Amoeboids are cells that move or feed by means of temporary projections, called pseudopods (false feet). They have appeared in a number of different groups. Some cells in multicellular animals may be amoeboid, for instance our white blood cells, which consume pathogens. Many protists exist as individual amoeboid cells, or take such a form at some point in their life-cycle. The most famous such organism is Amoeba proteus; the name amoebae is variously used to describe its close relatives, other organisms similar to it, or the amoeboids in general.
Amoeboids may be divided into several morphological categories based on the form and structure of the pseudopods. Those where the pseudopods are supported by regular arrays of microtubules are called actinopods, and forms where they are not are called rhizopods, further divided into lobse, filose, and reticulose amoebae. There is also a strange group of giant marine amoeboids, the xenophyophores, that do not fall into any of these categories.
- Lobose pseudopods are blunt, and there may be one or several on a cell, which is usually divided into a layer of clear ectoplasm surrounding more granular endoplasm. Most, including Amoeba itself, move by the body mass flowing into an anterior pseudopod. The vast majority form a monophyletic group called the Amoebozoa, which also includes most slime moulds. A second group, the Percolozoa, includes protists that can transform between amoeboid and flagellate forms.
- Filose pseudopods are narrow and tapering. The vast majority of filose amoebae, including all those that produce shells, are placed within the Cercozoa together with various flagellates that tend to have amoeboid forms. The naked filose amoebae comprise two other groups, the vampyrellids and nucleariids. The latter appear to be close relatives of animals and fungi.
- Reticulose pseudopods are cytoplasmic strands that branch and merge to form a net. They are found most notably among the Foraminifera, a large group of marine protists that generally produce multi-chambered shells. There are only a few sorts of naked reticulose amoeboids, and their relationships are not certain, though it appears most belong among the Cercozoa.
- Actinopods are divided into the radiolaria and heliozoa. The radiolaria are mostly marine protists with complex internal skeletons, including central capsules that divide the cells into granular endoplasm and frothy ectoplasm that keeps them buoyant. The heliozoa include both freshwater and marine forms that use their axopods to capture small prey, and only have simple scales or spines for skeletal elements. Both groups appear to be polyphyletic.
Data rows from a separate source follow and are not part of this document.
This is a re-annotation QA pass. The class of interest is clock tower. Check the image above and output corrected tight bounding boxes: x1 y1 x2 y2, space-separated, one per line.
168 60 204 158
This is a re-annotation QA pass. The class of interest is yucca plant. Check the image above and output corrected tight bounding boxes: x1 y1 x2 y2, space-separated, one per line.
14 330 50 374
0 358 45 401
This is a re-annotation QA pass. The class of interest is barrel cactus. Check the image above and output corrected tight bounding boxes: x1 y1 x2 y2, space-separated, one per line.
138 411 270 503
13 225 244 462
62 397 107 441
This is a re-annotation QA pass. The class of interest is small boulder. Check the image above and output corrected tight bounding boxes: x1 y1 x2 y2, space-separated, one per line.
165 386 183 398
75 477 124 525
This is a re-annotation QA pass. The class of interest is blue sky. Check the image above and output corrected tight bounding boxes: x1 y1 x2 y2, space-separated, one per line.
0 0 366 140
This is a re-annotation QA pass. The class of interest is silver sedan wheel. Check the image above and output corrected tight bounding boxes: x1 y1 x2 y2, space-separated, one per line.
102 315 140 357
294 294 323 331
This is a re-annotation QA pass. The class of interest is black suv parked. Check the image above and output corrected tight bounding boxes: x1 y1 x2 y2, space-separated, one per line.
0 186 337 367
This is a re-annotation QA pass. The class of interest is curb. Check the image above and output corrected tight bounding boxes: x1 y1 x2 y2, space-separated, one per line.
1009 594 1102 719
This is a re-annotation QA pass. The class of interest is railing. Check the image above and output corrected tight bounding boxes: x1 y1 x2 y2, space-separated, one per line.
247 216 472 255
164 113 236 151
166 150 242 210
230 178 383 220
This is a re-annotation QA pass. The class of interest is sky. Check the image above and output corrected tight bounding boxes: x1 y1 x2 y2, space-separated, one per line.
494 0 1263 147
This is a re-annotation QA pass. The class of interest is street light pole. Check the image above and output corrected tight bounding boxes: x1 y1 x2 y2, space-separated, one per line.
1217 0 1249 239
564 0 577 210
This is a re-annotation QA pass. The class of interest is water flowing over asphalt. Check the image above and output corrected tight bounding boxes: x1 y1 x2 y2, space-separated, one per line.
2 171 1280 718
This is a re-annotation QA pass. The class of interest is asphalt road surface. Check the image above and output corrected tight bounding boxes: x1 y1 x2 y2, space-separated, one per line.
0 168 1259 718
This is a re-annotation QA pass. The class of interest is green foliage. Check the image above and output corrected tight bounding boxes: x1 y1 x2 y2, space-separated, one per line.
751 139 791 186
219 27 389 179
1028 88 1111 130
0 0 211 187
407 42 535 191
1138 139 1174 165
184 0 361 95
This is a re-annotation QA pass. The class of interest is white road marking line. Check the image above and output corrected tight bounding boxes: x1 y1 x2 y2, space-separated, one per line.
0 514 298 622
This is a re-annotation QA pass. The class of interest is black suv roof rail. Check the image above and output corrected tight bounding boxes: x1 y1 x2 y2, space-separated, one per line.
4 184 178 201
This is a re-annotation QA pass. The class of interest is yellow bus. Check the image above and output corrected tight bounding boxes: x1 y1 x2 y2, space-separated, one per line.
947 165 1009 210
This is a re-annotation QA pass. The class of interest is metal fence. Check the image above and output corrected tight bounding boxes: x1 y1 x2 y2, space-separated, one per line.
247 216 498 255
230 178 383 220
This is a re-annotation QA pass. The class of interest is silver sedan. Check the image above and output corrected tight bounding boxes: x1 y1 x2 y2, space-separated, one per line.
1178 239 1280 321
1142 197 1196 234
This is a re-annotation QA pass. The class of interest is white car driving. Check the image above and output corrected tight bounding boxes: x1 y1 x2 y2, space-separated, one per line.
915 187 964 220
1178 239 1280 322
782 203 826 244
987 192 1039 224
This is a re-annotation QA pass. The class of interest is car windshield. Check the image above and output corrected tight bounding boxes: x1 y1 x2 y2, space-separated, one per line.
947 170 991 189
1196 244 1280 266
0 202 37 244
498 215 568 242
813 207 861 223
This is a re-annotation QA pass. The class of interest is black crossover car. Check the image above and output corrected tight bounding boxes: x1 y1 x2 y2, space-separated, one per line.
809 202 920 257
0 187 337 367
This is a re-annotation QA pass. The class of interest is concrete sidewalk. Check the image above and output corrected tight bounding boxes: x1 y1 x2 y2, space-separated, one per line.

Traditionally the amoeboid protozoa are grouped together as the Sarcodina, variously ranked from class to phylum, with each of the above categories as a formal subtaxon. However, since they are all based on form rather than phylogeny, newer systems generally separate some out or abandon them entirely. Most amoeboids are now included in two major supergroups - the Amoebozoa, including most lobose amoebae and slime moulds, and the Rhizaria, including the Cercozoa, Foraminifera, radiolarian classes and certain heliozoa. However, amoeboids have appeared separately in many other groups, including various different lines of algae not listed above.